Dungeons. Dragons. Graph paper. Funny dice.

Do you employ hirelings?

When I first started reading about old-school gaming, what struck me was how little my adolescent Basic and 1e games resembled the Old-School Style. Much of the difference, I’m starting to suspect, was that we ignored rules that sounded “boring” without trying them. We didn’t use encumbrance, for example, or keep track of light sources. In retrospection, resource management was a huge element of the game—an element we ignored perhaps to our detriment. So, I’ve been picking through my memory and reading old rulebooks, making a list of mechanics I’ve never actually played. One of those is the use of hirelings. In Men & Magic, it says:

Charisma is a combination of appearance, personality, and so forth. Its primary function is to determine how many hirelings of unusual nature a character can attract. This is not to say that he cannot hire men-at-arms and employ mercenaries, but the charisma function will affect loyalty of even these men. Players will, in all probability, seek to hire Fighting-Men, Magic-Users, and/or Clerics in order to strengthen their roles in the campaign. A player-character can employ only as many as indicated by his charisma score.

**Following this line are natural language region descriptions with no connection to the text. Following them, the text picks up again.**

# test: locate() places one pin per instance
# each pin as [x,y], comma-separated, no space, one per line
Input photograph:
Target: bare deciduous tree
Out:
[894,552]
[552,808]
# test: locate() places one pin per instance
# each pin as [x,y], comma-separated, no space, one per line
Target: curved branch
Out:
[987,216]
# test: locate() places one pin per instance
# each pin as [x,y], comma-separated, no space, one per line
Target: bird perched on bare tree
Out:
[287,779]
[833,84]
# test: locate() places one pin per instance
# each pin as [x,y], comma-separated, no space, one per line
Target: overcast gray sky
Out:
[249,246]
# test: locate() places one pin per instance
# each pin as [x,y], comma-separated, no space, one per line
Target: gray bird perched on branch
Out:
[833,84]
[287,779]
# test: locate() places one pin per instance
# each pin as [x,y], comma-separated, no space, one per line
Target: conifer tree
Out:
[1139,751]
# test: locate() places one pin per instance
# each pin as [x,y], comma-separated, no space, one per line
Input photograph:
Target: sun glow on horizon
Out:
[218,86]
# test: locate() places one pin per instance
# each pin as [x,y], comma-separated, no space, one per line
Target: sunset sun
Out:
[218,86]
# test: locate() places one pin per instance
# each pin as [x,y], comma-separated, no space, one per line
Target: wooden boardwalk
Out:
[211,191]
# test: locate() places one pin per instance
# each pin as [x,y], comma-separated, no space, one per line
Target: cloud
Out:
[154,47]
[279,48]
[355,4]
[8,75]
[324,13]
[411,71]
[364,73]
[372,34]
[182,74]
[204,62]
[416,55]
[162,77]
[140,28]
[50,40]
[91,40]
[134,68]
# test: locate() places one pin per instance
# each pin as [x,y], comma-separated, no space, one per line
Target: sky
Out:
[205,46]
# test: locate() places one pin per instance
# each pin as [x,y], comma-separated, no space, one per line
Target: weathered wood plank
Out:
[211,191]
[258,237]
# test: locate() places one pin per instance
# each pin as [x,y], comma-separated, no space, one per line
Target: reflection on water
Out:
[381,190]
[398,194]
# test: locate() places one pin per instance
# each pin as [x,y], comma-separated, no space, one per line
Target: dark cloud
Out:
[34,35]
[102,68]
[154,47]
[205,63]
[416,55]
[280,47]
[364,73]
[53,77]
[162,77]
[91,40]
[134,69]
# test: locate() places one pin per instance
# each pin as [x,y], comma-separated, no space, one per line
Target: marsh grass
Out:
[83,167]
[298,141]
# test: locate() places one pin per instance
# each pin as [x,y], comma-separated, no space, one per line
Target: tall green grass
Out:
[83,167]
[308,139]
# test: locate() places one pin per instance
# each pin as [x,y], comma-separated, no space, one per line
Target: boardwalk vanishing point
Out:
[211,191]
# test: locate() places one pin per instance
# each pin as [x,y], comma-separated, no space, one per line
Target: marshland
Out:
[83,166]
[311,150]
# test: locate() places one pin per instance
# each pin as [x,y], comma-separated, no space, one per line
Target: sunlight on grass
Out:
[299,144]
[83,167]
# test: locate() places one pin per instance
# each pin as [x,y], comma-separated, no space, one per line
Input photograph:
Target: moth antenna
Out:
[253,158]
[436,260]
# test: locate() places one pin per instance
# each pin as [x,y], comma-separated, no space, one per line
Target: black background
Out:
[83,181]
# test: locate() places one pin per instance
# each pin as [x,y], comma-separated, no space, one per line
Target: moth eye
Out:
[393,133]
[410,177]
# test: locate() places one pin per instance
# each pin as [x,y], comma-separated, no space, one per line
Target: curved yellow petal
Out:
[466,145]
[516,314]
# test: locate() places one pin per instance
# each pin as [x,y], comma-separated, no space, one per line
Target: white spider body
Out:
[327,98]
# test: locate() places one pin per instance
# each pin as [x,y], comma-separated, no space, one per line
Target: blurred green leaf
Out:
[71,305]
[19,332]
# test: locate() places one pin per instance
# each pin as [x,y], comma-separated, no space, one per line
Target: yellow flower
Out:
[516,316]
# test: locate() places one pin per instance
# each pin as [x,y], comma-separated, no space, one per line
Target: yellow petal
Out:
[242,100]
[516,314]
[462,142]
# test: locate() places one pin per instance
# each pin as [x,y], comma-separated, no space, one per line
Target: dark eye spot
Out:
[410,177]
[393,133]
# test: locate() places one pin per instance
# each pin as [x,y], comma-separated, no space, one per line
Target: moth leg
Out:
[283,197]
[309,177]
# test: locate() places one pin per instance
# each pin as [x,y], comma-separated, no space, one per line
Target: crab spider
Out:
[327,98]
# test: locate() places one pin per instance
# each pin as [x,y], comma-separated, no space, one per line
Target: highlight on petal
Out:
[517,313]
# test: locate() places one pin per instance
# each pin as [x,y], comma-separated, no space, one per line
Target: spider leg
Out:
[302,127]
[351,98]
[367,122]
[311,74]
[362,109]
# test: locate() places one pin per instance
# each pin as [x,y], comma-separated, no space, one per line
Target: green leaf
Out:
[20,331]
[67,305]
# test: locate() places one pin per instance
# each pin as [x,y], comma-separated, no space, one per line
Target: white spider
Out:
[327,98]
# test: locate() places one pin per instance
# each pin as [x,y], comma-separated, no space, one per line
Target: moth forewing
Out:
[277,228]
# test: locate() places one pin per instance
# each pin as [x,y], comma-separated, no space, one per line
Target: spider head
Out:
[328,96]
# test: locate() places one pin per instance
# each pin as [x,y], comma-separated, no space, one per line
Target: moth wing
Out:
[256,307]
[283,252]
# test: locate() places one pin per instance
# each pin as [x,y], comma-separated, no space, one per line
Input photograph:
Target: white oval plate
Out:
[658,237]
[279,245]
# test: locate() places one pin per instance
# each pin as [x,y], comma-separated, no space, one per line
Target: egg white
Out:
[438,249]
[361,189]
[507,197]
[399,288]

If the primary function of charisma is to determine the number and loyalty of hirelings, and charisma itself was important enough to make it one of the six attributes, then hirelings must be an important part of the game, right? On the other hand, M&M later speaks of “acquiring a regular entourage of various character types, monsters, and an army of some form.” That makes me question whether hirelings were in fact a vestigial hold-over from Chainmail, and little-used in actual D&D play. I’d love to hear anecdotal evidence one way or the other. Did you use hirelings in your games back in the day? Do you use them now?

1 comment:

Scott July 31, 2010 at 2:44 PM

I don’t remember using them much when we first started playing, but as we got into the game more and were playing at every opportunity, they became pretty common as a way for solo PCs to take on bigger challenges (e.g., published modules) on those occasions when it was just one of us spending the night over at someone’s house etc.

I allow and make provision for their use now but don’t encourage it or discourage it. Purely a player decision as far as I’m concerned.